I've now done probably close to 100 system design interviews. One of the main things I've looked for in candidates is their ability to identify, communicate, and discuss trade-offs. The next thing on my checklist is their ability to move forward, pick an option, and defend that option. Really nimble candidates will pivot, recognizing when to change approaches because requirements have changed.

The goal here is to see if the candidate understands the domain (generic distributed systems) well enough on their own. For more senior roles I look to make sure they can then communicate that understanding to a team, and then drive consensus around some approach.


> For more senior roles I look to make sure they can then communicate that understanding to a team, and then drive consensus around some approach.

This is why I’m stuck at Senior lol. I can craft incredibly deep technical documents on why X is the preferred path, but when inevitably someone else counters with soft points like DX, I fall down. No, I don’t care that the optimal solution requires you to read documentation and understand it, instead of using whatever you’re used to. If you wanted to use that, why did you ask me to do a deep-dive into the problem?


In the real world, the answer almost always is "it depends".


This only seems to be in software engineering. When I was told me wanted to evaluate a new task queue service, I asked what our constraints were. I was told to survey all options and present a roundup and ignore constraints.
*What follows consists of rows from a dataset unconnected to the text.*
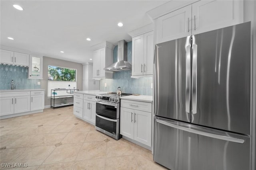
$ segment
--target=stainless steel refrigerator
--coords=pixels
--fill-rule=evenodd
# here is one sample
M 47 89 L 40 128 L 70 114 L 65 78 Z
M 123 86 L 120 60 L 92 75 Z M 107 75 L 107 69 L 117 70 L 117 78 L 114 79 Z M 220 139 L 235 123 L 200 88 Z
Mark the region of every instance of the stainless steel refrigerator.
M 155 55 L 154 160 L 250 170 L 250 22 L 157 44 Z

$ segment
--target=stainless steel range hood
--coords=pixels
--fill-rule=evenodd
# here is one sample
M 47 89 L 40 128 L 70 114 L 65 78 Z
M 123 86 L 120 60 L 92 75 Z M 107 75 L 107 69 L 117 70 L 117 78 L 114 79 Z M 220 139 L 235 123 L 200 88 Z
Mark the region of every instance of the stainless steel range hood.
M 117 62 L 104 68 L 112 71 L 122 71 L 132 70 L 132 64 L 127 61 L 127 42 L 124 40 L 118 43 Z

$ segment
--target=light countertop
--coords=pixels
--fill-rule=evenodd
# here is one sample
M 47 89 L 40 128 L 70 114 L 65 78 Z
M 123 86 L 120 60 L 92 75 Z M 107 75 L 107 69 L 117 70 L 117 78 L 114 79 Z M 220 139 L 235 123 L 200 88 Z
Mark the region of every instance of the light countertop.
M 74 92 L 74 93 L 79 93 L 85 94 L 90 94 L 92 95 L 96 95 L 96 94 L 104 94 L 105 93 L 108 93 L 107 92 L 102 92 L 100 90 L 84 90 L 84 91 L 78 91 L 76 92 Z
M 148 103 L 152 103 L 153 101 L 153 96 L 152 96 L 139 95 L 139 96 L 127 96 L 121 97 L 121 99 L 125 99 L 130 100 L 135 100 L 139 102 L 144 102 Z
M 15 90 L 1 90 L 1 92 L 26 92 L 28 91 L 44 91 L 44 89 L 15 89 Z

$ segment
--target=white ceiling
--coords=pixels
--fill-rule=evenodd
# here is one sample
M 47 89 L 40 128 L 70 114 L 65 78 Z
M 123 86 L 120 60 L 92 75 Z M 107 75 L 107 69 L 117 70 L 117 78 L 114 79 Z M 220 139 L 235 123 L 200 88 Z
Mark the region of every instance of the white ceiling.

Contrast with something like, I don't know, building a house. Do architects consider all possible material choices for a given location, or do they instead limit their consideration to materials that would be suitable to the given environment?

Making the dependencies of "it depends" explicit is the whole point.


Having built single family houses before I can tell you that architects consider only the choices they know. That is why were I live there are 1000 stick framed houses for every one built with something like SIP (structural insulated panels), or ICE (insulated concrete block) even though the others are similar cost to build with overall and have some useful advantages for the customer that often would make them a better deal for the homeowner long term.

This also means there are 100 builders in my area who only build stick frame houses and won't even talk to you if you want something else and only 1 or 2 who will even think about those other options. (they do compete with the other builders so costs are not unreasonable)


This tracks with my experience with architects (for home renovations): they use what they know, sometimes stubbornly so and even when I must point out it won't work out (e.g. materials inappropriate for the climate, inappropriate due to exposure to direct sunlight or water, obsession with visuals over practicality, etc).

I've dealt with enough architects by now to know this is the rule and not the exception.